ARTIST: Quicksand + ALBUM: Interiors + LABEL: Epitaph + RELEASED: NOV 10, 2017
Back with their first new album in 22 years, NYC post-hardcore juggernauts Quicksand deliver Interiors. It’s an album that fits its cover art perfectly. The surrealistic image of a mountain side, a window floating in air, and through the window a view of an ocean. It would certainly make René Magritte proud, but for listeners who didn’t take Art Appreciation in college, it is representative of the music heard across its 12 tracks. It’s both dense and wide open. It strikes you as something immediately familiar in one second, then grabs your hand and hustles you down a dark hallway in the next. Not that the material here is dark, per se, but it is a mysterious and entrancing journey.
What’s most notable about this album is that it sounds like Quicksand, but it doesn’t. Where Slip leveraged loud-quiet-loud song dynamics into pure headbangers and Manic Compression was more of a straight forward endurance test, Interiors sounds like the band who made those albums, but with two decades of marination under their belts. Overall, it seems more melodic than the bands previous releases. Songs like the album opener, “Illuminant,” “Cosmonauts” and “Feels Like a Weight Has Been Lifted” are good examples. But, there are other tracks that sound closer to “classic” Quicksand, like “Under the Screw,” “Sick Mind,” and the title track. “Warm and Low,” “Fire this Time,” and “Hyperion” represent the combination of the classic sound with the albums overall melodic bent.

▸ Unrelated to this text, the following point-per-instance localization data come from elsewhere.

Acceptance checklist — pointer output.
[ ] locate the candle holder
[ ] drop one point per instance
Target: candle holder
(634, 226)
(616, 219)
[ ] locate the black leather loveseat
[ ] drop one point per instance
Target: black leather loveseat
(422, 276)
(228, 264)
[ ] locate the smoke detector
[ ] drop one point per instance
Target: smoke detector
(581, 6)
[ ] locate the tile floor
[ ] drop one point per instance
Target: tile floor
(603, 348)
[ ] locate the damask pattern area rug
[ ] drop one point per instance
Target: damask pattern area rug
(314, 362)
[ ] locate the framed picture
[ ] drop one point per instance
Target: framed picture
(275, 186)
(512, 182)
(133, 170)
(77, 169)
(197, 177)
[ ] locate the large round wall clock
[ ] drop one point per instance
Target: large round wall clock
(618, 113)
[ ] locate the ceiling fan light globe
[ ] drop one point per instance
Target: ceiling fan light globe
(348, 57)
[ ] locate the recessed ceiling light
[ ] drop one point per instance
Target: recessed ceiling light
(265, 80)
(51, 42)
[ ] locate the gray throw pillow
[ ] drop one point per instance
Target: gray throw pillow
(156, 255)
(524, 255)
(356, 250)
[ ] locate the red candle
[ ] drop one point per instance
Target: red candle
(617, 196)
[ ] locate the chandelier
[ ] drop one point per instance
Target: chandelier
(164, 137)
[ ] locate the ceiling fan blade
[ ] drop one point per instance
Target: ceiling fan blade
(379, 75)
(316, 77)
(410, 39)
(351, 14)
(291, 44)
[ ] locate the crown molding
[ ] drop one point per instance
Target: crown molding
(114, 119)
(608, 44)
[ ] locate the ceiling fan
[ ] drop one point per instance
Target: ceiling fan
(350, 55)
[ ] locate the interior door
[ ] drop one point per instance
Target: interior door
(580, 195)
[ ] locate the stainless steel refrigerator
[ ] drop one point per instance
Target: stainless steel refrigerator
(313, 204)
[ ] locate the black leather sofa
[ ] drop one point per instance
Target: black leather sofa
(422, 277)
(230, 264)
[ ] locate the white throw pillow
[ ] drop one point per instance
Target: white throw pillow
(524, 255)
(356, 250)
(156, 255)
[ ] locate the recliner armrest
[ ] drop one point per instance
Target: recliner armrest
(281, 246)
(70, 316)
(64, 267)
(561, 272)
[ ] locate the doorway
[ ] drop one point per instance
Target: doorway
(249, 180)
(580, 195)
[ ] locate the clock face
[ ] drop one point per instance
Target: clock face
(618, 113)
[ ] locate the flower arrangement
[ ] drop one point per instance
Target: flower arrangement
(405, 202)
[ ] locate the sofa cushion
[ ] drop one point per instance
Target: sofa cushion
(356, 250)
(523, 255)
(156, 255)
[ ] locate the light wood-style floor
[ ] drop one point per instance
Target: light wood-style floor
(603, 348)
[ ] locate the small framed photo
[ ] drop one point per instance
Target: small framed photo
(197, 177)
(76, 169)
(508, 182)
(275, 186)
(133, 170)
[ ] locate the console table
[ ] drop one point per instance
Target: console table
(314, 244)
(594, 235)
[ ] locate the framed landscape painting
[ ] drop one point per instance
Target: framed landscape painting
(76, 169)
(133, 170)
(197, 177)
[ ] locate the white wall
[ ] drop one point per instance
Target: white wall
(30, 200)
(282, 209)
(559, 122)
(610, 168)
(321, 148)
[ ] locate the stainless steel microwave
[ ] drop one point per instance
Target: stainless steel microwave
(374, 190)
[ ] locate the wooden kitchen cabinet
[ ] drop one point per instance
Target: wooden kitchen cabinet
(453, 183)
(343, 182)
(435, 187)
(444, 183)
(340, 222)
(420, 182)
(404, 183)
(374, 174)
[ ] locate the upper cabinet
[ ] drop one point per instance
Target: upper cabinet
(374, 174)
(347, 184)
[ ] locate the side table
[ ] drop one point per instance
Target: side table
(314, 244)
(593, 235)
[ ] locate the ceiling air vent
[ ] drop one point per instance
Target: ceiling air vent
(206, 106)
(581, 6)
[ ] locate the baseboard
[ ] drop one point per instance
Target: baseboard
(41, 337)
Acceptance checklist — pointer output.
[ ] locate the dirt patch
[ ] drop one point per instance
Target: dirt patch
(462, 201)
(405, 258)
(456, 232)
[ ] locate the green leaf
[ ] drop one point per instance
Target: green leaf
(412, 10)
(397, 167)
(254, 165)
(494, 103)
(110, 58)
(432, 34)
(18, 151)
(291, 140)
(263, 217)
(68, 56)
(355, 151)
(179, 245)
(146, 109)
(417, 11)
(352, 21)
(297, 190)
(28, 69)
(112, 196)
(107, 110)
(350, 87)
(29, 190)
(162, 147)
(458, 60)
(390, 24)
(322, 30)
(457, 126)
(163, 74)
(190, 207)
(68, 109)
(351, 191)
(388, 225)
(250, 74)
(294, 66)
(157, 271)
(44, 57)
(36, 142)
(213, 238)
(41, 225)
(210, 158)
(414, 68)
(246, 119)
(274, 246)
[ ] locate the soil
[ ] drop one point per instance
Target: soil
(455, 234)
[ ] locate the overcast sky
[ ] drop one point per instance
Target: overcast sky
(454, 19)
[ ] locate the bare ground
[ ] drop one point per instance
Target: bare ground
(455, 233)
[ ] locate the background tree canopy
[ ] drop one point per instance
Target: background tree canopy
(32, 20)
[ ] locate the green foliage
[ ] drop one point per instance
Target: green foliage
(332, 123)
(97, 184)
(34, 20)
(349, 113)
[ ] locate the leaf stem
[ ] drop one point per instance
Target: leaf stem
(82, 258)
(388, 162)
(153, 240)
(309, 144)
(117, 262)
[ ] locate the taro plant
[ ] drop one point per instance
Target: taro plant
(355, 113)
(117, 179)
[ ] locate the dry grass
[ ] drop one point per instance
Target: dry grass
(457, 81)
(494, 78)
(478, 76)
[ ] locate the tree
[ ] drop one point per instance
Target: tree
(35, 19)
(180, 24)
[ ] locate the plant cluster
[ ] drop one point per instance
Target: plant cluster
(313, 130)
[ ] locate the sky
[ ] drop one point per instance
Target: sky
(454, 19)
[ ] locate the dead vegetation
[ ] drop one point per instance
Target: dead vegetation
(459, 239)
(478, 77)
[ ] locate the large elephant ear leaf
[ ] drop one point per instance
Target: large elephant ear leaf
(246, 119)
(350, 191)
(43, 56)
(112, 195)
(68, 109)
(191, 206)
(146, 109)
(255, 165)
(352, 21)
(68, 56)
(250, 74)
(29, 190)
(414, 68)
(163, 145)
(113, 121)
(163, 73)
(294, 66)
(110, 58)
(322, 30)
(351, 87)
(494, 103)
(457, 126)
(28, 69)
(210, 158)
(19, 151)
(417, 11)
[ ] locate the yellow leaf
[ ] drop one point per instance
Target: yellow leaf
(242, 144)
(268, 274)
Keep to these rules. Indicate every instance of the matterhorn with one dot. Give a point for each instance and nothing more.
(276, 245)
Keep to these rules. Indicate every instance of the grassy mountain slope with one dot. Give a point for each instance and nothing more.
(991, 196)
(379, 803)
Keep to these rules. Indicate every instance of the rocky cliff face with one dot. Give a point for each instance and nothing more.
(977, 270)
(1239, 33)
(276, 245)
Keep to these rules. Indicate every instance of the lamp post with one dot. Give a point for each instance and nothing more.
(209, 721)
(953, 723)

The original band is back for this album, singer/guitarist Walter Schreifels, bassist Sergio Vega, drummer Alan Cage, and guitarist Tom Capone, and they each sound like more mature musicians. The arrangements across these songs are intricate, but not overwrought. Each individual is bringing something interesting to the table, but collectively they stopped short of overthinking the process. Everything sounds just right. The guitar playing on “Interiors” is a perfect example. It’s minimal, yet weird and atypical. Of course, Vega brings some killer bass lines to the mix, particularly on “Warm and Low,” but throughout the album he and drummer Cage are more than a rhythm section, they’re the anchor.
Interiors doesn’t have anything as catchy as “Dine Alone” or “Fazer,” but that’s because it’s an entirely different animal. Quicksand could’ve easily gone a paint-by-numbers route and recreated Slip, but these are musicians who after a two decade absence sound like even better musicians and songwriters than they were when they made their 1993 classic. The songs here look inward and each track takes on a life of its own. Even if you’re unfamiliar with the bands back catalog, this is a great album and certainly a lot more interesting than most of this years releases.